Critics may point out that Nevada’s carbon footprint is small — nothing like giant economies such as China and India. But what we do here matters a lot, locally and globally. Globally, U.S. leadership is extremely important in promoting accountability and diffusing clean technologies around the world. Already, the Inflation Reduction Act is expected to drive a “green premium” that will reduce global emissions by 2.4-2.9 tons for every ton of reduction in the U.S.

Aggressive climate action is good for Nevada’s economy. Solar and energy efficiency businesses employed over 20,000 Nevadans last year. Additional jobs in renewable construction, electric vehicles, hydropower, wind, geothermal, mining and climate resilience far exceed employment in the fossil fuel sector. Efficient electric appliances for heating, cooling, cooking and other needs save businesses and residents money over their lifespan.
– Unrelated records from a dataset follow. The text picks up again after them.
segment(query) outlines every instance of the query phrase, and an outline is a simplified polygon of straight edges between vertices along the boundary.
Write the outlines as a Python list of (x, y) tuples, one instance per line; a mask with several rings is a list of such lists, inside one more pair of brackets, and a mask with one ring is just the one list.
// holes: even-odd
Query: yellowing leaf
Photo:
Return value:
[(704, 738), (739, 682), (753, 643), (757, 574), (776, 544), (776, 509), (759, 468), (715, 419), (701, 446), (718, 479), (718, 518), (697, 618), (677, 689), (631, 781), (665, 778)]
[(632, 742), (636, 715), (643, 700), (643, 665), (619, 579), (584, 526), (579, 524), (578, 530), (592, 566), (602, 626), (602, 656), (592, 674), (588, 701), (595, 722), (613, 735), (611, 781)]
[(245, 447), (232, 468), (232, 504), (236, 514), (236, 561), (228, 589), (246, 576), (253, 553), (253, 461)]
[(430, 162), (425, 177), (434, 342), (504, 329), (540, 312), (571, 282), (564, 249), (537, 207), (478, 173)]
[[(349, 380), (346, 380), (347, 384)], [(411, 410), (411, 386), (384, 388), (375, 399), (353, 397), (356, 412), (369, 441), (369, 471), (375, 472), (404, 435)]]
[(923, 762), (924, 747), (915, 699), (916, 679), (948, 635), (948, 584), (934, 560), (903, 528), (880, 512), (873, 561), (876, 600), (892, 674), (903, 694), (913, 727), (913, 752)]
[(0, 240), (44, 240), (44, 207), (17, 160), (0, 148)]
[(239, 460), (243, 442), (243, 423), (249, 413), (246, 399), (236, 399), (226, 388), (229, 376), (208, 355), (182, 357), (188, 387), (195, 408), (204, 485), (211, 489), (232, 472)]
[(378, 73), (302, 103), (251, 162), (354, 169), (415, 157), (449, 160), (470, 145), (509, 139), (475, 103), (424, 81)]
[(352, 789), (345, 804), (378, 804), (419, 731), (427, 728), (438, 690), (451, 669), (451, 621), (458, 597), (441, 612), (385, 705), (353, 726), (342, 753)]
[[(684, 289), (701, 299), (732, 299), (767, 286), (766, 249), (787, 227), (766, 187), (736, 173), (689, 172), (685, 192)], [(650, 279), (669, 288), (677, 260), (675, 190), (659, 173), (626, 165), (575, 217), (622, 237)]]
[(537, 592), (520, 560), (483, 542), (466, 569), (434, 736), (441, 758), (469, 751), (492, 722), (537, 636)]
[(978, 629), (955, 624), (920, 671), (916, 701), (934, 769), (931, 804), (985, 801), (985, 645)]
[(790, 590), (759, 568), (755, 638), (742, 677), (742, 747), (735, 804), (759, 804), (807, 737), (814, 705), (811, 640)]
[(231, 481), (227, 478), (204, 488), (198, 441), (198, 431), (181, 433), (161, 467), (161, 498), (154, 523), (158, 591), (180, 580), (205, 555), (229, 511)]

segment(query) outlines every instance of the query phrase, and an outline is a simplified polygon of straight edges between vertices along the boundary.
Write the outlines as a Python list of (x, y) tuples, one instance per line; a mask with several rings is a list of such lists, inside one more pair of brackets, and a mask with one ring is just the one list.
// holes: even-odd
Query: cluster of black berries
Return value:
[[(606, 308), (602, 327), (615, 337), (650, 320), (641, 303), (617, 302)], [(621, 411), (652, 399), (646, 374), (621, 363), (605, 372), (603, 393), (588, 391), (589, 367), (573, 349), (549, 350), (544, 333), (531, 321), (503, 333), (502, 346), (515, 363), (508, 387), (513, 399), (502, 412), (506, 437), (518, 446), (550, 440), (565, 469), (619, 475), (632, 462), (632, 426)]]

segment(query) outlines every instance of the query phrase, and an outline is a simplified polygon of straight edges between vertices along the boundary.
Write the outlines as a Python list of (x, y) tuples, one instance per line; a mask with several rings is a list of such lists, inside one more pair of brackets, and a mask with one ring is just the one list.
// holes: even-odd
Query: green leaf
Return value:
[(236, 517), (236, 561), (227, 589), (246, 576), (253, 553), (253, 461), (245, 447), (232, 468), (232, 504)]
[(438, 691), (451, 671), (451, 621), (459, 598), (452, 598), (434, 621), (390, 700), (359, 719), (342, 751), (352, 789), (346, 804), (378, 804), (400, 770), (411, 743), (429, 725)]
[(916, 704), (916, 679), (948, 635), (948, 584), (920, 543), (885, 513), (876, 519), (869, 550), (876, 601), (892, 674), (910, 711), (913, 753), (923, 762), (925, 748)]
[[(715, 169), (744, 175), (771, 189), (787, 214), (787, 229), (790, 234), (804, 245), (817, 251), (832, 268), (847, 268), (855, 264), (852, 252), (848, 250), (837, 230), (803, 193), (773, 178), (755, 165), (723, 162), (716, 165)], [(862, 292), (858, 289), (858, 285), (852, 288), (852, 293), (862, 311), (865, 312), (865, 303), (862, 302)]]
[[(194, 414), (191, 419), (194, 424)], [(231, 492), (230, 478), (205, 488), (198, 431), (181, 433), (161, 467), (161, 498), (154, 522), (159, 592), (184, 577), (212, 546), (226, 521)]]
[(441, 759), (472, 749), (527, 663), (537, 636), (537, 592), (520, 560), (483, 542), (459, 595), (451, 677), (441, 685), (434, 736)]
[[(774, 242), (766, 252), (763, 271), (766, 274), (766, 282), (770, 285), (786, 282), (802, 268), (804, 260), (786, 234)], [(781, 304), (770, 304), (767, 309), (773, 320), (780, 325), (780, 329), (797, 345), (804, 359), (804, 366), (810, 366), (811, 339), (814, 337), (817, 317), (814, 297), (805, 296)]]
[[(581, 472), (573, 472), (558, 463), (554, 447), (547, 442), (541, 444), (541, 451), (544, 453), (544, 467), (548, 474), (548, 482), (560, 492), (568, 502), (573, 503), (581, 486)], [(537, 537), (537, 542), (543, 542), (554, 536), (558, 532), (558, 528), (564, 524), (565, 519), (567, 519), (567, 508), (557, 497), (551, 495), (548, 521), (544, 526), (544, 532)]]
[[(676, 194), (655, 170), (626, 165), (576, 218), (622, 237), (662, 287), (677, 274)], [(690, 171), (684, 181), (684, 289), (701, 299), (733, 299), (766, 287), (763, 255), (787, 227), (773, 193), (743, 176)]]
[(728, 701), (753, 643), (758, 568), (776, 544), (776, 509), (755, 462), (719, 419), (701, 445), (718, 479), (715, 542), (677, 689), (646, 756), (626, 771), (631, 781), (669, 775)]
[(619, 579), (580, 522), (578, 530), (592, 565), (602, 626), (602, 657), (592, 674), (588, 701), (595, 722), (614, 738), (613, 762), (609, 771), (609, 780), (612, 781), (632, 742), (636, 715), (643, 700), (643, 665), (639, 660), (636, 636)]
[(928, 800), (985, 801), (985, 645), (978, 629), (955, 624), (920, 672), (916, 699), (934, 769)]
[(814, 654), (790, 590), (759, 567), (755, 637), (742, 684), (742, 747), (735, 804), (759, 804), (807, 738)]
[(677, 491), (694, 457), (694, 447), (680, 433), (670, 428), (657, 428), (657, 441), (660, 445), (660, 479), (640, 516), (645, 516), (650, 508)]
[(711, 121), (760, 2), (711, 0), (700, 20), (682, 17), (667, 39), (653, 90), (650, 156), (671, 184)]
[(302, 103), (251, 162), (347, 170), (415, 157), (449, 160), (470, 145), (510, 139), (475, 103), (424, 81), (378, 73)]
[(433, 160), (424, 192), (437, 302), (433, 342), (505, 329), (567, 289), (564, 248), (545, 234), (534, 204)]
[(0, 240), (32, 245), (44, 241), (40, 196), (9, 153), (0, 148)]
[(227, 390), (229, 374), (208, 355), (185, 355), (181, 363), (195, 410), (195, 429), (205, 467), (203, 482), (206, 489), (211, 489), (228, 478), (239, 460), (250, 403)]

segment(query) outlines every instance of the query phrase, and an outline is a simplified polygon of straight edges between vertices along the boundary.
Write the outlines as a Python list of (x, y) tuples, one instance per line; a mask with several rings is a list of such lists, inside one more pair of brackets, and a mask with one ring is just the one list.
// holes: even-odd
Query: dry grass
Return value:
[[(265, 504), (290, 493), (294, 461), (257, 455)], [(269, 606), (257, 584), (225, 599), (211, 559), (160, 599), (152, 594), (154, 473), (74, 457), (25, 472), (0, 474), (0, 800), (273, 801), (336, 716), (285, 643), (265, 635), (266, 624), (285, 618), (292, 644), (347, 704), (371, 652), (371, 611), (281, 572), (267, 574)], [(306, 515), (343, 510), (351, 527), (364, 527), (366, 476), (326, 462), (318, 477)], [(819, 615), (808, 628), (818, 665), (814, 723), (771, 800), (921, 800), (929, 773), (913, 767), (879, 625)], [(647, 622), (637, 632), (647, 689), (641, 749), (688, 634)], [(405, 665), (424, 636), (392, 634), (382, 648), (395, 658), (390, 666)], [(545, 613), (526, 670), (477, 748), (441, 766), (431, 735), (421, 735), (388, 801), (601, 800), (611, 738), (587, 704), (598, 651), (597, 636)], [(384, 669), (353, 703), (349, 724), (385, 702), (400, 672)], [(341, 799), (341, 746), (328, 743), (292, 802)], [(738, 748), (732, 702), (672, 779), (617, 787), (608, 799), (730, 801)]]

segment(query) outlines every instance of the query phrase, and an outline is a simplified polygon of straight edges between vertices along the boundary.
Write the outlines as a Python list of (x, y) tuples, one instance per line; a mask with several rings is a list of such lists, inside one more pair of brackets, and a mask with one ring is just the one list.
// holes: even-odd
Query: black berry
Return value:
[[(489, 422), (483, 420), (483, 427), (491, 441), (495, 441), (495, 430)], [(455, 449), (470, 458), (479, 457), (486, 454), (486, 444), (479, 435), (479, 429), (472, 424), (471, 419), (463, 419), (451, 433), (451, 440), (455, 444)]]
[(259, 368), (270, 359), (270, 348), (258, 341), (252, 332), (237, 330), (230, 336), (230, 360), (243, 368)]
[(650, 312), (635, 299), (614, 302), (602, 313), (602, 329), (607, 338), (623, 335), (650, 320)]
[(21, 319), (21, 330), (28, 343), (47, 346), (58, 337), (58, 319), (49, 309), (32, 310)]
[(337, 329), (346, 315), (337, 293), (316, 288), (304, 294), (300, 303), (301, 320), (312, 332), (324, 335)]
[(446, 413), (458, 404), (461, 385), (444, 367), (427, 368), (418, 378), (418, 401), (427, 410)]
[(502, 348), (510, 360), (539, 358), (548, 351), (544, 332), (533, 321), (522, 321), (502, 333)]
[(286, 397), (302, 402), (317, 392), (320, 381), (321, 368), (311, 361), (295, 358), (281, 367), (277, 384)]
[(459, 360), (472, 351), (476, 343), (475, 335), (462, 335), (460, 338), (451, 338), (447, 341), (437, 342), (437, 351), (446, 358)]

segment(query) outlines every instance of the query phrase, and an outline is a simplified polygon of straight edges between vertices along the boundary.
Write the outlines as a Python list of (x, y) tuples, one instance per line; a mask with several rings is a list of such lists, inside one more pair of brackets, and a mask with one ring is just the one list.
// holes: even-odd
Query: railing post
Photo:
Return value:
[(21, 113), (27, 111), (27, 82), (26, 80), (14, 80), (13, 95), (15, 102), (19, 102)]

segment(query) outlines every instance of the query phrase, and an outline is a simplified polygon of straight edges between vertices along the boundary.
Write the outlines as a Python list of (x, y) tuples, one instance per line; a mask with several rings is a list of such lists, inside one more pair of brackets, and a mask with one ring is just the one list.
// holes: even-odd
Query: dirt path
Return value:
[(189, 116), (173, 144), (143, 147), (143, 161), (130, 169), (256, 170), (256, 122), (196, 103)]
Choosing renewables over fossil fuels will immediately benefit the health of Nevadans by reducing air pollution. Air pollution caused largely by burning fossil fuels causes at least 100,000 deaths per year in the U.S. It is associated with heart disease and stroke, asthma and chronic lung disease, the risk of death from COVID-19. In children it is associated with everything from infant mortality to school absenteeism. Even dementia and diabetes are likely partly caused by air pollution.

Recent studies show that even short-term spikes in pollution cause surges in deaths. Populations of color have higher air pollution exposure and Black and low income populations have higher risks of pollution-related death.

A well-regarded analysis by a Duke University researcher shows that following U.S. Climate Alliance goals under the Paris agreement will save an estimated 4.5 million premature deaths in the U.S. over 50 years, providing over $700 billion in benefits from better health and worker productivity. Nevadans should embrace this opportunity to relieve the burden on our overstressed health care system.

Nevada is still a place where out-of-the box ideas can manifest. Nevada companies have leaned into the future with EV ride sharing, energy-efficient mass produced housing, and more than one battery plant. We have an opportunity to be a dynamic, diversified economy independent from reliance on out-of-state energy. Gov. Lombardo should rethink this decision and commit to promoting renewable energy and reducing fossil fuel use in Nevada. A healthy Nevada is a happier and more productive Nevada.

Joanne Leovy is a family physician, founder of Nevada Clinicians for Climate Action and volunteers as Nevada state co-coordinator for Citizens' Climate Lobby.